After
years of using volunteers to help maintain the location on Wall Street (Downtown),
the Center received funding and created a more formal structure.
In
1954, the Center incorporated with the State of Arizona as a private non-profit
"501(c)(3)" status.
Today,
the Center is the primary resource of social, economic, educational, leadership,
employment and training for urban American Indians residing in Maricopa County.
The
Phoenix Indian Center is the oldest urban-based nonprofit organization serving
the needs of American Indians.
The
Phoenix Indian Center provides services for both youth and adults along with
targeting the family structure as a whole.
It
is our goal to keep families in tact and help them maneuver through the
difficult situations they encounter within their extended family unit.
Adult
services provided are employment counseling/job training and job readiness
classes, adult education (GED) classes and Life Skills classes.
Youth
services include substance abuse prevention programming, cultural enrichment,
in-school support groups and suicide prevention awareness.
Family-based
services are case management, language and culture classes, and
on-site childcare for customers utilizing PIC services.
History and Facts
The Phoenix Indian Center is the oldest and the first created Native American non-profit organization in the Nation. It was formed in 1947 as an outgrowth of Native people moving to urban Phoenix not only to sell their crafts and goods but as a result of the Federal Government's Indian Relocation Act.
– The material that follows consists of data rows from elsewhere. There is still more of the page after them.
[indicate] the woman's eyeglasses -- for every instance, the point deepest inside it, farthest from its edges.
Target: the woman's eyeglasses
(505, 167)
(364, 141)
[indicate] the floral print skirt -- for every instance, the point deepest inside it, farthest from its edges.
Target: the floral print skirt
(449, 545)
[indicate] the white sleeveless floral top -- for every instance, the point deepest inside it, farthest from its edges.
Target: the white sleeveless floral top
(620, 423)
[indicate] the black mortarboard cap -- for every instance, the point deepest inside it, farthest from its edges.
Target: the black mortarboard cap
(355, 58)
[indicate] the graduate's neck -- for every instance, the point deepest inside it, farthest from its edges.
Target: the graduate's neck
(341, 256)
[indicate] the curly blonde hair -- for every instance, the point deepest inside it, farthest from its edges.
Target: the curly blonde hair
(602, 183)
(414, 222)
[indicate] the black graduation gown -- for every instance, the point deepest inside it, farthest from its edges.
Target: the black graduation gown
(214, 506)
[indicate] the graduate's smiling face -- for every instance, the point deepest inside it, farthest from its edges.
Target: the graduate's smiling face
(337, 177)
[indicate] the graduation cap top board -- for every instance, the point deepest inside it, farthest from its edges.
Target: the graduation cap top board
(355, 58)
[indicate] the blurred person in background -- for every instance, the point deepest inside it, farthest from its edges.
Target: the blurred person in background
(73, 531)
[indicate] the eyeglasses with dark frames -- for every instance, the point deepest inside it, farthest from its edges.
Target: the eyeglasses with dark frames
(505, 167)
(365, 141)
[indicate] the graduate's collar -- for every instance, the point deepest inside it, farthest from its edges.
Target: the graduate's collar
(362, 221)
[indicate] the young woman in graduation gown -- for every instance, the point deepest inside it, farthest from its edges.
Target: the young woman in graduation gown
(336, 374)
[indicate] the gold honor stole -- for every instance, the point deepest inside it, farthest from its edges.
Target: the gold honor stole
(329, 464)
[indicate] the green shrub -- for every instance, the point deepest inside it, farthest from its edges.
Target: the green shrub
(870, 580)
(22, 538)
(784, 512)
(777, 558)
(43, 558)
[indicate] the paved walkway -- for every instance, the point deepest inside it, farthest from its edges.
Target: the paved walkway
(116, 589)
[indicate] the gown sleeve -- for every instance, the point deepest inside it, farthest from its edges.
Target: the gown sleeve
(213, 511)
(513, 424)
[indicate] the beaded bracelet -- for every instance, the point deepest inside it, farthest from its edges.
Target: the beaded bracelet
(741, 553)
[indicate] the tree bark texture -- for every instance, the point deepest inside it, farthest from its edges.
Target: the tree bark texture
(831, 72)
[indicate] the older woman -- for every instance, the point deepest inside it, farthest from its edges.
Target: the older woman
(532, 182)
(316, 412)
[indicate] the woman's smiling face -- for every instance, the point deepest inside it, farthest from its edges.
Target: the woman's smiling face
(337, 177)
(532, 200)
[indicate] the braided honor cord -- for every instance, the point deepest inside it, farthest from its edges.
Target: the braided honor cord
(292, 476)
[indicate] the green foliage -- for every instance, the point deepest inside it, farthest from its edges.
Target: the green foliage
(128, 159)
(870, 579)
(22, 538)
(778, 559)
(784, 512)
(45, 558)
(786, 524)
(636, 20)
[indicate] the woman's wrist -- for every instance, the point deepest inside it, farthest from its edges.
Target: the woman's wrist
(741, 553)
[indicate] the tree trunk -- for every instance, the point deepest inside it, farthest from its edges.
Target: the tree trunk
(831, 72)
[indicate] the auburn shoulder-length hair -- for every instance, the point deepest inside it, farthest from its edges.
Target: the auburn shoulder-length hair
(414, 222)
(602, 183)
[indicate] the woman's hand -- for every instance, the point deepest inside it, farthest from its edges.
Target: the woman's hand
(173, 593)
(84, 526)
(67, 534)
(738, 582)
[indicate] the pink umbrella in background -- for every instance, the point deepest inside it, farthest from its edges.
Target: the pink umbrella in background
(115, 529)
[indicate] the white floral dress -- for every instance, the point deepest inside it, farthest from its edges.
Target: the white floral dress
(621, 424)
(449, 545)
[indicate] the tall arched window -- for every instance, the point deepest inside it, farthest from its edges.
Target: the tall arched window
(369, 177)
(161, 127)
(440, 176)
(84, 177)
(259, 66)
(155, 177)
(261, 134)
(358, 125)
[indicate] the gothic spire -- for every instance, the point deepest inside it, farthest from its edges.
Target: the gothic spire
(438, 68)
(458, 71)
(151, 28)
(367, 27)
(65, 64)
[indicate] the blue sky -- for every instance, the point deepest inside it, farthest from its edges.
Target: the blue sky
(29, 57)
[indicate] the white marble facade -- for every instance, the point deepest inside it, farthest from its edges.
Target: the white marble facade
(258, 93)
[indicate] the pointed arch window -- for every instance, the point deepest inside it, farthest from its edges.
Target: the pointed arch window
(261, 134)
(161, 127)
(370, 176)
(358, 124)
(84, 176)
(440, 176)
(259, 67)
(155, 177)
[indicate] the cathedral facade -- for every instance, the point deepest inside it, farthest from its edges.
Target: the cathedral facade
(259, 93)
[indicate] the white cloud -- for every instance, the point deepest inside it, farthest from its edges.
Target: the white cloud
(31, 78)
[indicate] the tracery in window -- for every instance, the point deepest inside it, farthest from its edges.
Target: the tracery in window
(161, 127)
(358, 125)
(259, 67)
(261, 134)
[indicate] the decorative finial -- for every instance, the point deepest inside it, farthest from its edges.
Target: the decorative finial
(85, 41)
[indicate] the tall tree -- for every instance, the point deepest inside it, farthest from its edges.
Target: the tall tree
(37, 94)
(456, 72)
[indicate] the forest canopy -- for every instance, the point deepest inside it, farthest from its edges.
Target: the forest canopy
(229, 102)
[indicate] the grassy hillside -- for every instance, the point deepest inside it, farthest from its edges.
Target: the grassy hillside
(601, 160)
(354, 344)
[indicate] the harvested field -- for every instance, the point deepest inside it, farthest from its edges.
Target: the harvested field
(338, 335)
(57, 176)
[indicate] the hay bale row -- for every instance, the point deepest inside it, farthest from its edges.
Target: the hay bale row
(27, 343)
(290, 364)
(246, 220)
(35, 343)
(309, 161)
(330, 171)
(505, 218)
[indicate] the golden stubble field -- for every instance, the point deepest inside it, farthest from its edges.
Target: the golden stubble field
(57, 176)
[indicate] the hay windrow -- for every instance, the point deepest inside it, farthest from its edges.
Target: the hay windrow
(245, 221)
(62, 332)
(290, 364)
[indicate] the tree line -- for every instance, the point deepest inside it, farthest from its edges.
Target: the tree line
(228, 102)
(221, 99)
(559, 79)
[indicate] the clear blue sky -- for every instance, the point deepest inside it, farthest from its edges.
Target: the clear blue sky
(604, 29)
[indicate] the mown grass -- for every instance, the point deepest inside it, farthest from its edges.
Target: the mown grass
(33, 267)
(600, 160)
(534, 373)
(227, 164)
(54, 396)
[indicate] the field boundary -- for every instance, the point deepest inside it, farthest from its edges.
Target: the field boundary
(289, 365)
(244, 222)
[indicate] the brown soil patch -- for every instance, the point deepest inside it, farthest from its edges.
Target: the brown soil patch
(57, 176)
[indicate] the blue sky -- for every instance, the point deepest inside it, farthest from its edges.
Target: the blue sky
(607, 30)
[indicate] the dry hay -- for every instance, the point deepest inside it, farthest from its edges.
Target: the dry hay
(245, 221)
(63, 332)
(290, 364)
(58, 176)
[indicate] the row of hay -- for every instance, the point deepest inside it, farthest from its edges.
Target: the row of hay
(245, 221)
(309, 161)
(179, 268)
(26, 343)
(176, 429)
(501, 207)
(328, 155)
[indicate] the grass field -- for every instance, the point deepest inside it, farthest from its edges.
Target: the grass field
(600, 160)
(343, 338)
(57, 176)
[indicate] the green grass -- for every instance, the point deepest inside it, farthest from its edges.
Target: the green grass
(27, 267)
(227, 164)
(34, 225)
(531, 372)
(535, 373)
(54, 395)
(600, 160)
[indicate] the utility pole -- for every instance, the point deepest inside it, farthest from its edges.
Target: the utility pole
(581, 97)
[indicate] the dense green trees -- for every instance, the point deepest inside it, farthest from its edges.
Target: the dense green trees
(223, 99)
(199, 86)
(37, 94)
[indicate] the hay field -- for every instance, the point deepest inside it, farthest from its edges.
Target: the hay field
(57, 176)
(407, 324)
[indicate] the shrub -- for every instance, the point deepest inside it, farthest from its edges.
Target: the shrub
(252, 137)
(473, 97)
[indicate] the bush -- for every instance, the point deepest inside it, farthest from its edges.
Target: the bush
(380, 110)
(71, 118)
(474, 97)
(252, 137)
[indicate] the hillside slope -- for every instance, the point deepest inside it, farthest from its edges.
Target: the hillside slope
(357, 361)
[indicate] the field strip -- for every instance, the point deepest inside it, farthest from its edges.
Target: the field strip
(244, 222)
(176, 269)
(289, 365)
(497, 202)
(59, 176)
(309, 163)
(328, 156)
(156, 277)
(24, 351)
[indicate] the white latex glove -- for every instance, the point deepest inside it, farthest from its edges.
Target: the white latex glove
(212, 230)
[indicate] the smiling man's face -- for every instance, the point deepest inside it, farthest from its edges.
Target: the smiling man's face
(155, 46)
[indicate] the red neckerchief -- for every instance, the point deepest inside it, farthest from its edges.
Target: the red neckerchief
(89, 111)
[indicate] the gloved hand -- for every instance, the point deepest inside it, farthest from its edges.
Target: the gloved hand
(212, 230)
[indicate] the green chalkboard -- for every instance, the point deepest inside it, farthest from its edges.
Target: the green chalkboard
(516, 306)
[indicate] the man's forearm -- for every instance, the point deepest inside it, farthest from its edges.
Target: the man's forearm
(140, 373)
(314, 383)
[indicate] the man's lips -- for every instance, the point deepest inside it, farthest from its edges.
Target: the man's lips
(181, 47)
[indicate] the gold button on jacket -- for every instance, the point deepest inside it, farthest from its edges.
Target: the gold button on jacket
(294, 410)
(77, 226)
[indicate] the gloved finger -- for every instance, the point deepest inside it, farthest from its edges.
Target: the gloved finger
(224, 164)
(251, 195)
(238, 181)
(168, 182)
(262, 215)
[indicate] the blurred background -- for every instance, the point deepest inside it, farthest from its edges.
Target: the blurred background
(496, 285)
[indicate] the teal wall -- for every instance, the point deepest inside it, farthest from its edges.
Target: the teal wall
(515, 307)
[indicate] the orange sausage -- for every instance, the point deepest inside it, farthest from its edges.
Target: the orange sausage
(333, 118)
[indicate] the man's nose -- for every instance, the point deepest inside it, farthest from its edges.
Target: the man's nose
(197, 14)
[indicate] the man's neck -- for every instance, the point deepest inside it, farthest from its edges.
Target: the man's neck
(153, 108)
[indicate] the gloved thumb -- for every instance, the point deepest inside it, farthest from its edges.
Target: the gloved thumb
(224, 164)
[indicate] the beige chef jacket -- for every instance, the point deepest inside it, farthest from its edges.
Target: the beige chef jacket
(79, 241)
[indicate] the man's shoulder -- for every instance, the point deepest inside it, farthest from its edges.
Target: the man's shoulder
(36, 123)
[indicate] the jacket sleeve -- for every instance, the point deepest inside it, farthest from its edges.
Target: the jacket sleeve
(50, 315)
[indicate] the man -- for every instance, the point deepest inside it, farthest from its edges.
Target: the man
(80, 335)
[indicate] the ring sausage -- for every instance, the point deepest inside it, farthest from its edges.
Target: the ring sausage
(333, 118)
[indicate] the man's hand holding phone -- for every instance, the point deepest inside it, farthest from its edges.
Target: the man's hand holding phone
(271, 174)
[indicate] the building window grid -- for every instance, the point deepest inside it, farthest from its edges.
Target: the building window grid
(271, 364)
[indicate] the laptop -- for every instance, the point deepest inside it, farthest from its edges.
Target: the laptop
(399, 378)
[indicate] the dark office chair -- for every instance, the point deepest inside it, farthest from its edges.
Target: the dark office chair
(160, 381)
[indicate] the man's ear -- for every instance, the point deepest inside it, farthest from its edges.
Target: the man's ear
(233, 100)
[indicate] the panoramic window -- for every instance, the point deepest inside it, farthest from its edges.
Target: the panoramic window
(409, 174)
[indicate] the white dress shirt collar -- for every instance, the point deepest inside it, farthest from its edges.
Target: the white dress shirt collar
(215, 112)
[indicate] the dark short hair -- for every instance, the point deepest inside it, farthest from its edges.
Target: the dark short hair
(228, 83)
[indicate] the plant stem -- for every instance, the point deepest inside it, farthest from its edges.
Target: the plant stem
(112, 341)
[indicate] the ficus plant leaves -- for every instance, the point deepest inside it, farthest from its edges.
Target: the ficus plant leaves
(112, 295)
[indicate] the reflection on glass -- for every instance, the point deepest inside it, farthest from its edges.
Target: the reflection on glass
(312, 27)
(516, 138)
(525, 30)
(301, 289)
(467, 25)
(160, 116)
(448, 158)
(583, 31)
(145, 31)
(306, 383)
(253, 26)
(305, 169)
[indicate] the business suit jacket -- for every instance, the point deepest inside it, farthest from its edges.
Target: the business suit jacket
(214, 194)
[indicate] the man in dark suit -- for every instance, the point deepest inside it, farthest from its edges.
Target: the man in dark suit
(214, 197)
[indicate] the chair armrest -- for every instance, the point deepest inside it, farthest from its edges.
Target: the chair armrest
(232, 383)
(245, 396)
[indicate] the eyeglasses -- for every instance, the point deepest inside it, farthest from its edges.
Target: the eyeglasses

The Federal Government's Indian Relocation Act (PL 959) created a mass migration of American Indians from rural, reservation settings to large scale cities across the United States during the 1950-1960's. The act was an attempt to assimilate American Indians into the prevailing non-Indian city life culture and remove their practice of Native culture and traditions through the break-up of reservation systems. As a result of the Act and a period well-known as the Federal governments "termination period," several Indian Centers were formed in the major "relocation" cities across the country. These Centers provided a place for American Indians to connect and socialize with other Indians and to receive various necessary services. Phoenix was designated as one of the original "relocation cities."
The Indian Relocation Act began the network of a large urban American Indian community in the Phoenix metropolitan area, resulting in members from several different tribes moving to the area. Today, well over 90,000 American Indians reside off-reservation in Maricopa County, ranked second by county with largest number of American Indians (U.S., Census Bureau's 2006-2008 American Community Survey (ACS)).
The Phoenix Indian Center has evolved over its several years of existence adding several social service programs, educational and school-based prevention programming, workforce development and language and culture programming. Each year the Center also looks at new, needed services for our ever growing Native population in the Maricopa valley. But as the Center evolves over its nearly 60 years of existence, one thing has always held true - it provides a home environment for Native people looking for opportunity and finding a difficult and challenging, foreign and unfamiliar environment in the Phoenix valley.
* Is the oldest, continuing American Indian Center in the Nation, operating for 63 years (since 1947);
* The Center was founded by Leon Grant, Omaha Tribal member, now residing in Chinle, Arizona;
* The Center has assisted nearly every, direct and indirectly, urban Indian residing in metropolitan Phoenix;
* The Center collaborates with other Indian and non-Indian agencies to improve the lifestyle of urban Indians.